Even though the occupancies are gradually picking up - from close to 10 per cent during lockdown to 30 per cent in September, and over 40 per cent now - the average room rates (ARRs) continue to remain low (nearly half of the pre-COVID level), which is affecting the revenues of the industry. Take InterGlobe Hotels, which operates 17 properties under the Ibis brand, for instance. The chain expects revenue to contract by 60 per cent this year, and 40 per cent in the next year.
"With every passing month, revenues are picking up for us. It's so difficult to predict. We do monthly projections. If the market starts to pick up from August, the pain may lessen. I think the growth rate we are seeing right now will hold out by October," says JB Singh, President and CEO of InterGlobe Hotels.
Singh says the industry is ripe for acquisitions and growth, and there could be new entrants entering the industry. In the recent months, the number of acquisition proposals have grown manifold. For instance, prior to COVID-19, if he was getting 8-10 hotel deals per month, the number is now close to 20 deals, most of which are coming from individual hotel owners.
"We expect it to grow. Because of the loan moratorium given last year, the money was carried forward into the next financial year. But this year will be tough for organisations that were over-leveraged, or run inefficiently, or even over-leveraged in other businesses," he says.

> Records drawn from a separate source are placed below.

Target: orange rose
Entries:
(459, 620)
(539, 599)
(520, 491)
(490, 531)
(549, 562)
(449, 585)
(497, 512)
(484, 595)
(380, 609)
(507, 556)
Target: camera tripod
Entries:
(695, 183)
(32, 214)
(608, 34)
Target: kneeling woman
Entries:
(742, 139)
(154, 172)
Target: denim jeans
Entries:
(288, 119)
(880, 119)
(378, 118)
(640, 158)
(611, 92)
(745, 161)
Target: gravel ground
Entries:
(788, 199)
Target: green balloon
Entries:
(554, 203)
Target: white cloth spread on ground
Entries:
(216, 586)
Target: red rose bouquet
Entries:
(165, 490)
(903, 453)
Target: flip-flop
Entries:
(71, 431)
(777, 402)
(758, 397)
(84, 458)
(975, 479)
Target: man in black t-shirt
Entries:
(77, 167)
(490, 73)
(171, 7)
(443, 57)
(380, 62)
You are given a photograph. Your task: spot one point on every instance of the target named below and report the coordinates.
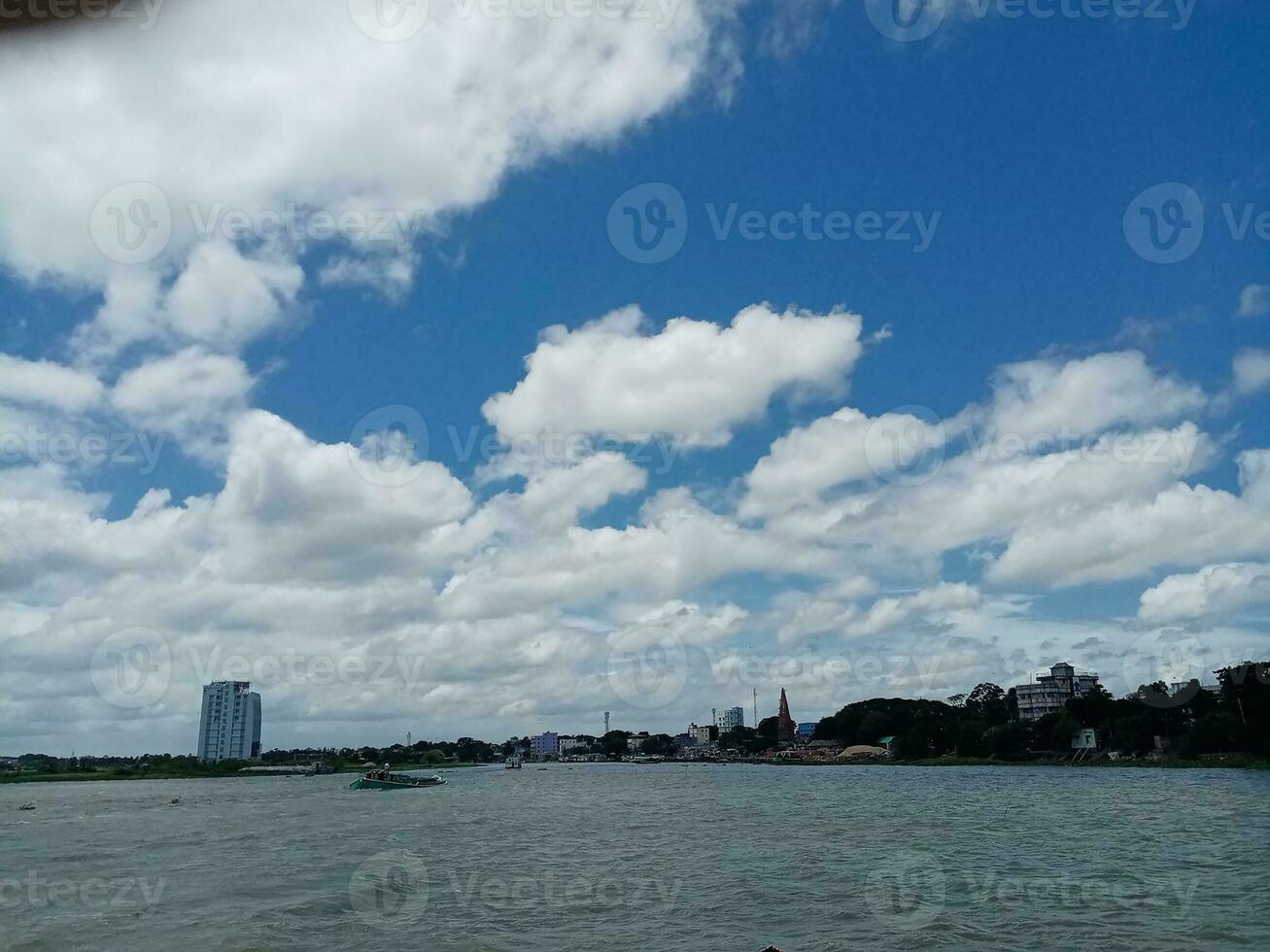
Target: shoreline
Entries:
(107, 776)
(1235, 763)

For organised players who are well managed, this also presents an opportunity. How? For example, a hotel takes about 5-6 years to open up from the point of conceptualisation to the launch. This lead time can go down drastically in case of acquisitions. But then there are two things that need to happen before the serious players can go about acquiring hotels: banks to start funding, and policy changes.
While policy changes could be a long-term process, the need of the hour is the liquidity which must come in for serious businesses.

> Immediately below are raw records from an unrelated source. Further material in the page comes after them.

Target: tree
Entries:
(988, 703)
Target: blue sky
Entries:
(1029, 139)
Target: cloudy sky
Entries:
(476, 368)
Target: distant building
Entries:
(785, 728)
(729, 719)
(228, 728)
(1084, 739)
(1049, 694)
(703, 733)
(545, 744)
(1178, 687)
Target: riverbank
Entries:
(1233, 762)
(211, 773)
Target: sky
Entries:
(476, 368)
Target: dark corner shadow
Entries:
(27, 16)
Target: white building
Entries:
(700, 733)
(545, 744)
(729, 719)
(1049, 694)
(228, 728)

"The banks are sitting on cash. Right now, we are running everything on pure equity. The banks have really slowed down. We believe that the banks should start funding credible businesses that have shown enough commitment by putting personal equity to keep the industry going," says Singh.

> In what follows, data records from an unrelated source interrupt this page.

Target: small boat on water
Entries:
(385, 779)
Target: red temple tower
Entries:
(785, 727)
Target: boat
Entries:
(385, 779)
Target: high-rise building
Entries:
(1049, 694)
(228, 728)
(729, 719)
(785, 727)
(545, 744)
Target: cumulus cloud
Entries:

In terms of policy, the industry expects changes on multiple fronts. Take car parking provisions for instance. The current rule in Delhi mandates a hotel to build as many car parking as the number of rooms in that hotel. But not every hotel is focussed on weddings or convention demand, and therefore, its requirement for car parking would be just 10 per cent of the total rooms.
Similarly, the industry has been hit by Goods and Services Tax (GST) since the civil structure of a hotel project is considered immovable property, and hence no input credit is offered. This has jacked up the cost of building a room by about 10 per cent. Hospitality sector is particularly upset since a real estate player can pass this cost to the end-user either in the form of sale price or lease rents.
Then there are issues with the number of licenses (about 1,900) required for hotels and their costs. In Hyderabad, for example, the liquor license costs Rs 40 lakh a year. In Bangkok, it costs about 1,000 Thai baht (or Rs 2,422).
"The industry can become 10-20 per cent more efficient just with good policies. There are huge policy bottlenecks that slow down the pace of development. The policy needs to be agile to recognise the purpose of the business," says an industry expert.